Arno bay lies on the eastern Eyre Peninsula, and sits on the Spencer Gulf, a body of water that stretches up to Port Augusta in the north. The town itself lies on the bay of the same name, which is dominated by a mixture of white, sandy beaches, cliffs, and mangrove systems. Of particular note is 'Redbanks', a sedimentary cliff structure which is designated a geological monument by the Geological Society of Australia.

The climate is much like that of Port Lincoln, which is only 118 km to South. The Mediterranean-like climate, with its hot, dry summers and cool, wet winters is typical for most of the Eyre Peninsula.

The town still retains it position as a minor service centre for the surrounding agricultural communities, but in nowhere near the capacity of mid 1900's. Cereal crops and sheep are still the major produce of the inland area, as well as minor amounts of other produce.

Fishing has been a minor part of the economy in the past, and recently, aquaculture has come to prominence in the bay, with Yellowtail Kingfish, mulloway and tuna held in large cages.
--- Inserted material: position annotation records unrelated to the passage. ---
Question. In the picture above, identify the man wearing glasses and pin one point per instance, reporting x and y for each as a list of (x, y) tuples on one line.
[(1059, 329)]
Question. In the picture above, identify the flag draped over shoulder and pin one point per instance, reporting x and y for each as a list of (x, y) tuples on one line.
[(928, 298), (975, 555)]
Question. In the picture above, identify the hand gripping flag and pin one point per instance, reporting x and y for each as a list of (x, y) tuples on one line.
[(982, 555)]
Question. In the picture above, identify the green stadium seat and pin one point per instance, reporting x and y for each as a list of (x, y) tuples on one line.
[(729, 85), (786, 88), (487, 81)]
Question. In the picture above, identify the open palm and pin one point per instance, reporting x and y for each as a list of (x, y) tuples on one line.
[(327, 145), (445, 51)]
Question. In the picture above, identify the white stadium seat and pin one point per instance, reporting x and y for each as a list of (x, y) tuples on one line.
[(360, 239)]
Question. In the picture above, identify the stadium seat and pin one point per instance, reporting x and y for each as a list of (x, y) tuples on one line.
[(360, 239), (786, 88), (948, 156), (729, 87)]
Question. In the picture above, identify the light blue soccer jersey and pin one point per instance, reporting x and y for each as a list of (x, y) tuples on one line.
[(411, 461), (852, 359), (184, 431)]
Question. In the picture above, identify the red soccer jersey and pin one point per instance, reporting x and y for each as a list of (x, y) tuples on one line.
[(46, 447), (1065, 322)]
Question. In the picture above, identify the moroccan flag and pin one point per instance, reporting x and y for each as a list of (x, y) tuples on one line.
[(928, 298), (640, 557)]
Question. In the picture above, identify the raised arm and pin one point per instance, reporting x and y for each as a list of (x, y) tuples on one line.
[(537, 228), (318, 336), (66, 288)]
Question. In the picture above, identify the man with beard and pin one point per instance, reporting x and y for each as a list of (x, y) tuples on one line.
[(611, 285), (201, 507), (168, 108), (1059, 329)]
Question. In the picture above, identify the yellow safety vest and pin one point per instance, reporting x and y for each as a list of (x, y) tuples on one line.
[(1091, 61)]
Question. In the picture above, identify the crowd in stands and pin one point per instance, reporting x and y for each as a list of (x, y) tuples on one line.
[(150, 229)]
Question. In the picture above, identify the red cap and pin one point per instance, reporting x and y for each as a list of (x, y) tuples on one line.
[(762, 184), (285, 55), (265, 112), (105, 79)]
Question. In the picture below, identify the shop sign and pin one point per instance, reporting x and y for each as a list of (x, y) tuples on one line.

These are farmed on 7 licenses covering 130 hectares in the bay. The aquaculture in the bay is still in development, and further expansions are expected in the future.

Tourism is now one of the largest components of the town's economy, with tourists typically drawn by the areas fishing, water sport and seaside atmosphere. A boat ramp is located in the town, with whiting, snapper, tommy ruff, garfish, salmon and may other popular species caught in the bay, with most of these also available off the town jetty and beach. For boat anglers, the 'Redbanks' region has been known to produce large Mulloway and Snapper, as well as offering scenery in the form of the imposing cliffs. The local aquaculture industry also prompotes tourism, with tours through facilities where finfish are raised.

For tourist facilities, Arno Bay has a beachfront caravan park, hotel, general stores, post office, playground and motor garage outlet, however no fuel station. An all-weather boat ramp, with floating pontoon and a refurbished town jetty launching facilities for boat based fishermen.